Ratusan masa berteriak dari pagi hingga siang sampai perwakilan DPRA mau menjumpai mereka, pekikan demonstran tampak sahut menyahutT ‘apa dosa kami? Apa salah kami? Kenapa kami seperti dimusuhi’ demikian sebagian mereka berucap dan sebagian lain berteriak ‘Aceh tidak hanya 1 suku, Aceh ada 12 suku’ teriakan mereka bukan tanpa alasan, QLWN yang sedang dibahas hari itu memiliki poin yang mensyaratkan bahwa Wali Nanggroe, Waliyul’ahdi, Tuha Peut, Tuha Lapan dan pemangku jabatan yang lain haruslah mampu berbahasa Aceh dengan fasih dan baik, ini yang menjadi permasalahan.

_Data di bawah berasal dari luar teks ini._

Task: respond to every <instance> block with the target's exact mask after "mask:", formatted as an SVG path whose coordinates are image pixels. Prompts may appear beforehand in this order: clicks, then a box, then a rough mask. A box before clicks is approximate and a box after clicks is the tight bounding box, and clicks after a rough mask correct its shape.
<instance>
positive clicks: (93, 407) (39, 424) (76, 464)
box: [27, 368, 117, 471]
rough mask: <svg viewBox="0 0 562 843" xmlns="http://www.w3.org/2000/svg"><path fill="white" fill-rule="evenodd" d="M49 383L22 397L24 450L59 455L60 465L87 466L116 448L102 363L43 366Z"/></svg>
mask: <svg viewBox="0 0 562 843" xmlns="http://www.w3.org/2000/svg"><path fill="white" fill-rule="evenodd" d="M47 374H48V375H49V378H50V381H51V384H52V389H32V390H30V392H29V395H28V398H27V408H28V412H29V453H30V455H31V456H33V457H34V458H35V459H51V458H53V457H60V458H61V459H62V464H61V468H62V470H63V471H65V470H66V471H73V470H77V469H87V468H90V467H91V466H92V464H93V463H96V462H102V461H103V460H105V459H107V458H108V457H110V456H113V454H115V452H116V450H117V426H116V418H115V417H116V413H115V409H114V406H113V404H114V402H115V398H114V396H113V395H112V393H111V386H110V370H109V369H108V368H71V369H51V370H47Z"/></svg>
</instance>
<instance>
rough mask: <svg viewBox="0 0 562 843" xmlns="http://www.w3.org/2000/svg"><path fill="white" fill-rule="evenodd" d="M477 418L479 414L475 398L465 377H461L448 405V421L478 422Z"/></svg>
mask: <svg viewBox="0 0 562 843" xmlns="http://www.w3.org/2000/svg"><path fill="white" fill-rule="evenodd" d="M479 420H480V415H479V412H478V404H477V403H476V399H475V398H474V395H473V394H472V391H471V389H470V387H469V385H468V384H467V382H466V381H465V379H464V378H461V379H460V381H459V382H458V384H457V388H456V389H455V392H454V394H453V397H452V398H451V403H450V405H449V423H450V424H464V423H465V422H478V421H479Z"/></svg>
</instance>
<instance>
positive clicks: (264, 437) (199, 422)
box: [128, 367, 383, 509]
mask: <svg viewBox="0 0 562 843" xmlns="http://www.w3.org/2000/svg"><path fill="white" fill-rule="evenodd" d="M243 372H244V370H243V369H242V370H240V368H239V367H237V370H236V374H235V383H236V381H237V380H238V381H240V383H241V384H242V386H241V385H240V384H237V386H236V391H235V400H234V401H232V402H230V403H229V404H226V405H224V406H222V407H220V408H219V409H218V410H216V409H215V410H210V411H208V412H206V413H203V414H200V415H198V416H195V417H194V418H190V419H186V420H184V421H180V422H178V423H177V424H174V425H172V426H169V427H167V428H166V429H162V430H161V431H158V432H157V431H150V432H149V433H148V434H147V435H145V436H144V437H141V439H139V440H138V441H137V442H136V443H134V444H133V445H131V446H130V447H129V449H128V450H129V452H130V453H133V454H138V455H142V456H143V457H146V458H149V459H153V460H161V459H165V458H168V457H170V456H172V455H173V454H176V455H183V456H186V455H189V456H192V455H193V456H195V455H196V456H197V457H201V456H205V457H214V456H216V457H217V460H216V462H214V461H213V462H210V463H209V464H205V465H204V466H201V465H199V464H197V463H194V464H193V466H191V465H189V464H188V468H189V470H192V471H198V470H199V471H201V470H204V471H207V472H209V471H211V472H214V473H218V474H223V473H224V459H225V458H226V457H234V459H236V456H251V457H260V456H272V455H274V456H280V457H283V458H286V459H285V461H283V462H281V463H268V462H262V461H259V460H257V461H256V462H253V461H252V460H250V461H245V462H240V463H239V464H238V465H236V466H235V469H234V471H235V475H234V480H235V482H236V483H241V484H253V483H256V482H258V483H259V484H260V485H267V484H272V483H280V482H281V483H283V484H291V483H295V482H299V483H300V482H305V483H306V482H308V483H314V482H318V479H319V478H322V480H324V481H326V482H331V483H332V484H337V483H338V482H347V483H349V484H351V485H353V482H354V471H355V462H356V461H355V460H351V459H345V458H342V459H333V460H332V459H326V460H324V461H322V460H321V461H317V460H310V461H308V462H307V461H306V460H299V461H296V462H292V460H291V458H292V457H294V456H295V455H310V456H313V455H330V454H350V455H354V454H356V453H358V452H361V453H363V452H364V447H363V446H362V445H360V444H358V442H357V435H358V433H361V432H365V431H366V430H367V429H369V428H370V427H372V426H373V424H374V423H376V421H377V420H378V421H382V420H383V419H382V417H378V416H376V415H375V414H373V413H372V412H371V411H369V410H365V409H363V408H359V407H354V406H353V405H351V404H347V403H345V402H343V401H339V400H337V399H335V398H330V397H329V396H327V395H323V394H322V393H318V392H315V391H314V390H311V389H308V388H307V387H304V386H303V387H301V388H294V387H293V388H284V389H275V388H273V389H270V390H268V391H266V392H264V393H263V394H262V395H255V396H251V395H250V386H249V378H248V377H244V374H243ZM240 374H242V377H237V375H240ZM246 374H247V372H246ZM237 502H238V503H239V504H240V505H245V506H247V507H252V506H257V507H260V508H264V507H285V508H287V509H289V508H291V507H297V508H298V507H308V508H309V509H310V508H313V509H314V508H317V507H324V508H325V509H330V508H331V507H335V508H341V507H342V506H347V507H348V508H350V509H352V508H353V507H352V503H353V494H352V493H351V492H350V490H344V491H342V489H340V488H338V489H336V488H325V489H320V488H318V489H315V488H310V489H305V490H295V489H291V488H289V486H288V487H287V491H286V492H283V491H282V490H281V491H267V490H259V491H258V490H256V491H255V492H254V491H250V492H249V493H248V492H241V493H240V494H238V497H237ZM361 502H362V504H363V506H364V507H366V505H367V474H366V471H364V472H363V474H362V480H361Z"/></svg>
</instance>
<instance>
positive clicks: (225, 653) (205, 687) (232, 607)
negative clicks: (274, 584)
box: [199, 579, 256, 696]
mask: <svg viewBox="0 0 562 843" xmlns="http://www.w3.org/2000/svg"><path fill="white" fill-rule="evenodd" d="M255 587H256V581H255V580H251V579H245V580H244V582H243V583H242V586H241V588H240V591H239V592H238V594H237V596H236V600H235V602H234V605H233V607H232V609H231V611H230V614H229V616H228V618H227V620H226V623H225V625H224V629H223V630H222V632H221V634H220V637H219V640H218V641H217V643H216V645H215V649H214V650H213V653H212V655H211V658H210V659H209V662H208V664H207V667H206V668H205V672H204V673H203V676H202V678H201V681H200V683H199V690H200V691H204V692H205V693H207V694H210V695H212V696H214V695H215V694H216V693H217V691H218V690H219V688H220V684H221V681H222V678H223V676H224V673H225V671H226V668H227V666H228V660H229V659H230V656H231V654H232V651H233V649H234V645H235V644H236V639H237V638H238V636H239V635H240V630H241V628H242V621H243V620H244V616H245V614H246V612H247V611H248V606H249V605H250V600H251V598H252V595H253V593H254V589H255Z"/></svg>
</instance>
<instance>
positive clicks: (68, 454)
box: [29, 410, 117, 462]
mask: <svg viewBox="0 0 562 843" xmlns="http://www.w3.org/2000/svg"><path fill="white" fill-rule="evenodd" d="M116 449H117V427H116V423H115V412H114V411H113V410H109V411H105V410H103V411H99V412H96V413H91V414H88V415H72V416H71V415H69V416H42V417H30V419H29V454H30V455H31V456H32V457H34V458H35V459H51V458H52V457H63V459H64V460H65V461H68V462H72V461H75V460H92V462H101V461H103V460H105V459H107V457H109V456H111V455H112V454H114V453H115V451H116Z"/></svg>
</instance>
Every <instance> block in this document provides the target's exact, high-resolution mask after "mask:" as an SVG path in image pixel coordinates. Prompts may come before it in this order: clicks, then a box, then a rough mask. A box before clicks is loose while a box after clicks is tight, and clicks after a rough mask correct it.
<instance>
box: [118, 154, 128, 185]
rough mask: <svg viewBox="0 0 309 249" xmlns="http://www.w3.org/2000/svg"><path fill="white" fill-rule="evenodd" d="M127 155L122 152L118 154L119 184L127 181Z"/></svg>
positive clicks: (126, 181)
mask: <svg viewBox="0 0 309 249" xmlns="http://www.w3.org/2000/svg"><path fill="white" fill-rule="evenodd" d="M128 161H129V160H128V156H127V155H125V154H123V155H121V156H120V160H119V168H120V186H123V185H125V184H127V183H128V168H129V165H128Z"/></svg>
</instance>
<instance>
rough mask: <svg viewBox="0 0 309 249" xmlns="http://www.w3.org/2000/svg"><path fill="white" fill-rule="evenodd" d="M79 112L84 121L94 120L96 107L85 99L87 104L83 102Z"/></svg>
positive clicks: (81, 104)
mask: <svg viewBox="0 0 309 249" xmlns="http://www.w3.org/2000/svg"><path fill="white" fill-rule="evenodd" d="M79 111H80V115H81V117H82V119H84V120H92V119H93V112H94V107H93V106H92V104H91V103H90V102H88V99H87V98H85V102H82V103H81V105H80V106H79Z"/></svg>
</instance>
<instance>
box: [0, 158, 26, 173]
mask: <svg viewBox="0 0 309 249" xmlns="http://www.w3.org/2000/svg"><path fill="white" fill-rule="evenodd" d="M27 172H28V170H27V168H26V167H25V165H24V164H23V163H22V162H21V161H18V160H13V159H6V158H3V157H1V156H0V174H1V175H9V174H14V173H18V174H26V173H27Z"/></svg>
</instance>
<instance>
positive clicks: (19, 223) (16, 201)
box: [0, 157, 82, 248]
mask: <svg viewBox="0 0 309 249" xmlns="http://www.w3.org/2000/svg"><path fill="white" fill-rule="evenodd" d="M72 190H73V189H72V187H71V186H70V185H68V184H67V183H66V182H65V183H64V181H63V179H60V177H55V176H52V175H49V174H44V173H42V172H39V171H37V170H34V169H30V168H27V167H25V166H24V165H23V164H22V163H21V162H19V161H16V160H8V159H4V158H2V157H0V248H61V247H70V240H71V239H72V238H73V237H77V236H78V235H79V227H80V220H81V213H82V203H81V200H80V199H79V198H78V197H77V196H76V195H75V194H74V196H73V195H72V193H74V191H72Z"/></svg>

Jika bahasa Aceh yang dimaksud adalah bahasanya suku Aceh, maka tentu ini akan terkesan melupakan suku-suku yang lain dan secara tidak langsung melarang suku yang lain (orang provinsi Aceh yang bukan keturunan suku Aceh) untuk dapat menjadi Wali Nanggroe. sedangkan nantinya Wali Nanggroe juga mempunyai wewenang di dalam wilayah-wilayah yang penduduknya bukan suku Aceh, sehingga masa Gayo Merdeka menyebutnya sebagai ‘upaya mengaburkan eksistensi suku-suku minoritas’.
Permasalahan ini jelas bukan hal baru Aceh, kendati demikian ini terus saja muncul seolah-olah pembuat kebijakan lupa dengan keberagaman yang ada. Setelah ditemui oleh perwakilan DPRA yang hanya bisa menjanjikan bahwa ‘tuntutan ini akan jadi pembahasan’ tanpa ada jaminan apa-apa, masapun membubarkan diri. Sebelumnya organi yang menamakan diri Gayo Merdeka ini berjanji akan turun kejalan kembali dengan jumlah masa yang besar, jika tuntutan mereka tidak didengarkan.
Setelah aksi bubar, sayapun bergegas menuju masjid karena waktu shalat Jum’at telah tiba. Secara kebetulan isi khutbah tentang masyarakat Palestina, sang khatib mengajak umat Islam untuk membantu masyarakat Palestina yang secara perlahan tapi pasti akan diusir dari tanah mereka. Sejarah keberadaan mereka dihilangkan. Banyak upaya untuk melenyapkan mereka, oleh siapa? Ya!! kita semua tau, tentu saja Israel.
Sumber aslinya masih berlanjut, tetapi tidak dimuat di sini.